Jika Syahrul Udjud menggelari rumah gadang itu menjadi trend-setter, tentu ada alasannya. Ia mengatakan, setelah bangunan itu berdiri, ramai orang Minang bertandang ke sana.
Selain untuk melihat dari dekat keindahan rumah gadang, juga tidak sedikit yang kemudian meniru.
Apa yang ditiru? Utamanya pemanfaatan ruang bawah. Sebelum tahun 2003-2004, rumah gadang identik dengan rumah panggung.
Pada bagian bawah, dibiarkan kosong. Kalaupun dimanfaatkan, biasanya untuk gudang.
Berbeda dengan rumah gadang Mufidah, yang menutup rapat bagian bawah, dan memanfaatkan bidang yang ada menjadi kamar-kamar.
“Saya beberapa kali tidur di sana, di ruang bawah,” ujar Syahrul Udjud.
Ditambahkan, selain kamar-kamar, juga dimanfaatkan untuk tinggal para pegawai yang mengelola dan merawat rumah gadang itu.

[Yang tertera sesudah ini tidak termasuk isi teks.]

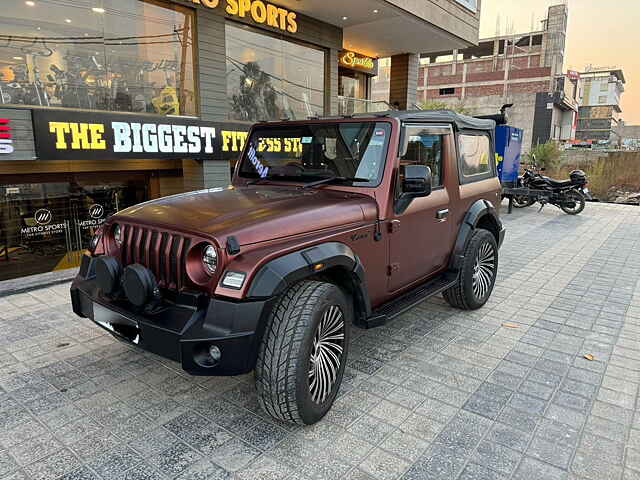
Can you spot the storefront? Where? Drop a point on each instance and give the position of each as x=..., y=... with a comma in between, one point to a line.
x=74, y=171
x=69, y=67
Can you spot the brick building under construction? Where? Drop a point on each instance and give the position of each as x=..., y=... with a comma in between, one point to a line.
x=523, y=69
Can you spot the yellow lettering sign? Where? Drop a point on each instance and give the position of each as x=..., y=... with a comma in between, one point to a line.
x=353, y=60
x=84, y=136
x=259, y=11
x=59, y=129
x=233, y=141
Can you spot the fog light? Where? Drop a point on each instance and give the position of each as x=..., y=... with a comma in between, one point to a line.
x=215, y=353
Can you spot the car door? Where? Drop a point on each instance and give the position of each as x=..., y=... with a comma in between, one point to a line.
x=421, y=237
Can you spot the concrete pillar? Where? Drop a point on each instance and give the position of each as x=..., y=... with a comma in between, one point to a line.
x=454, y=66
x=331, y=83
x=403, y=88
x=212, y=68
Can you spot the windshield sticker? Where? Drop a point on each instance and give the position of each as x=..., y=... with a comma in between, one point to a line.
x=263, y=170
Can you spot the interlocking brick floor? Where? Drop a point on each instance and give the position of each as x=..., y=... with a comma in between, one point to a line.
x=437, y=394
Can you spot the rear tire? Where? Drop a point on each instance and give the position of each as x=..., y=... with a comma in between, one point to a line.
x=303, y=353
x=477, y=276
x=573, y=202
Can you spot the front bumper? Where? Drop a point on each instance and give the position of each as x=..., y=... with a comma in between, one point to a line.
x=182, y=330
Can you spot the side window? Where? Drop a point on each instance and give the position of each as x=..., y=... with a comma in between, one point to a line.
x=475, y=156
x=424, y=146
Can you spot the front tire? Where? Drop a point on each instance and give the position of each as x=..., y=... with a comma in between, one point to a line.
x=572, y=202
x=303, y=353
x=477, y=276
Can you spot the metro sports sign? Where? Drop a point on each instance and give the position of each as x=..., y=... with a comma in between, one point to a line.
x=98, y=136
x=6, y=139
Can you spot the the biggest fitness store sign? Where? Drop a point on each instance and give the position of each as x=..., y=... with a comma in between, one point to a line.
x=106, y=136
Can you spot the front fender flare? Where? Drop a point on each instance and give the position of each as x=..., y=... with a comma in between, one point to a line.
x=277, y=275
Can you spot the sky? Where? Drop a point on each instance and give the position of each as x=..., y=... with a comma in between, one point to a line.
x=600, y=32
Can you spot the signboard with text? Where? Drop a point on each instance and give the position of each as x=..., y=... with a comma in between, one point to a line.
x=359, y=62
x=60, y=135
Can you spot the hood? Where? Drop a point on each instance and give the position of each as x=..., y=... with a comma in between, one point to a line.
x=253, y=214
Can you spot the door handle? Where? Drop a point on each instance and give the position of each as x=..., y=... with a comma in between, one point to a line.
x=442, y=214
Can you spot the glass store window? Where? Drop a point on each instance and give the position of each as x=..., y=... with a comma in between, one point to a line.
x=269, y=78
x=46, y=226
x=119, y=55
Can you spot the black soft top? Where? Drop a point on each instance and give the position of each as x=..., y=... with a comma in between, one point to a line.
x=462, y=122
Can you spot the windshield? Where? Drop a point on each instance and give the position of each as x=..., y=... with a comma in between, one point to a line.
x=354, y=153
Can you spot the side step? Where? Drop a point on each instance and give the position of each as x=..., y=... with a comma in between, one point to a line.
x=390, y=310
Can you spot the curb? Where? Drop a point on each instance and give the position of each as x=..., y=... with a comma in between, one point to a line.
x=36, y=282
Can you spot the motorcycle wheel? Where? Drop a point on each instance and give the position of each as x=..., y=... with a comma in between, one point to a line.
x=520, y=201
x=572, y=202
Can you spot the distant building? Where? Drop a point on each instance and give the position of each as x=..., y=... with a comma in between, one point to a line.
x=524, y=69
x=599, y=118
x=631, y=137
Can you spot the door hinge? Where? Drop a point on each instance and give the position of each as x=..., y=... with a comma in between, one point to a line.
x=394, y=226
x=393, y=268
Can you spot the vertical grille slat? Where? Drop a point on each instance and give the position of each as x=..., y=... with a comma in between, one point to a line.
x=137, y=248
x=178, y=256
x=153, y=253
x=129, y=246
x=183, y=260
x=167, y=263
x=162, y=257
x=142, y=242
x=164, y=253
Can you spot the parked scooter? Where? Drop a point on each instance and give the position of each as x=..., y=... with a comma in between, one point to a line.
x=568, y=195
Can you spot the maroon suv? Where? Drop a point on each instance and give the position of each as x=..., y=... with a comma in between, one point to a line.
x=328, y=222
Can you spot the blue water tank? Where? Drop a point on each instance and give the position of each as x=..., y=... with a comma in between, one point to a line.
x=509, y=152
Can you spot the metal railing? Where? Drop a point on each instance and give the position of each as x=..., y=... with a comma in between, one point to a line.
x=350, y=106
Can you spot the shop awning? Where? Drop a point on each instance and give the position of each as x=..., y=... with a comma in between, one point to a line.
x=382, y=28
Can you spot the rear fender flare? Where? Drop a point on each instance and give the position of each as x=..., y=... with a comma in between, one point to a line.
x=479, y=210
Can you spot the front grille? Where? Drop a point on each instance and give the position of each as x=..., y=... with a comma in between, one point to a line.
x=164, y=253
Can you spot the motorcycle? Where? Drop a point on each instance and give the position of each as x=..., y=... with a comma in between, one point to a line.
x=568, y=195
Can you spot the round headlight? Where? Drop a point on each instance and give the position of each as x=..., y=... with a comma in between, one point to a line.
x=117, y=234
x=94, y=242
x=210, y=259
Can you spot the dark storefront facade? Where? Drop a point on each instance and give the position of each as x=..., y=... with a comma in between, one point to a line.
x=101, y=100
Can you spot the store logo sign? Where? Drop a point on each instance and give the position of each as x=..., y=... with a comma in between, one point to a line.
x=96, y=211
x=6, y=139
x=356, y=61
x=43, y=216
x=260, y=12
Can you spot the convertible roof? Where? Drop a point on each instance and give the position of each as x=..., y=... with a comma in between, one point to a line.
x=462, y=122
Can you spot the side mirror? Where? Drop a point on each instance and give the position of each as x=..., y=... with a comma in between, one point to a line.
x=416, y=184
x=417, y=181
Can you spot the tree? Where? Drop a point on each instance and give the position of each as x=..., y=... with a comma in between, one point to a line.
x=436, y=105
x=545, y=155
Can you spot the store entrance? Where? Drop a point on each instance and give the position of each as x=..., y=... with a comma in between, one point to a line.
x=47, y=221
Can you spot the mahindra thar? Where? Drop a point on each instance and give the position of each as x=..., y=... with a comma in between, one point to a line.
x=328, y=222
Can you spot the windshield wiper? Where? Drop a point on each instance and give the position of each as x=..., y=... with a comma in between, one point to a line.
x=262, y=179
x=334, y=178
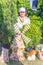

“Jadi sangat fungsional, tanpa mengubah esensi arsitektur rumah gadang khas Minang,” tambahnya.
Proses Pembangunan
Ide pembangunannya muncul tahun 2001 ketika Menko Kesra Jusuf Kalla dan Mufidah JK bersama Mendikbud Malik Fadjar, berkunjung ke Sumbar.
Syahrul juga ikut dalam kunjungan itu. Posisinya sebagai Deputi Menko Kesra.
Dalam kunjungan tersebut, JK dan rombongan mampir ke rumah keluarga besar sang istri di Nagari Tanjung Bonai, Kecamatan Lintau Buo Utara. Di lokasi, JK dan istri melihat tanah terhampar luas.
Maka tercetuslah ide membangun rumah gadang.
Bupati Tanah Datar Masriadi Martunus (2000-2005) dan Kolonel (Mar) Anshar Miad (adik Mufidah JK) kemudian membuat desain dan rancangan.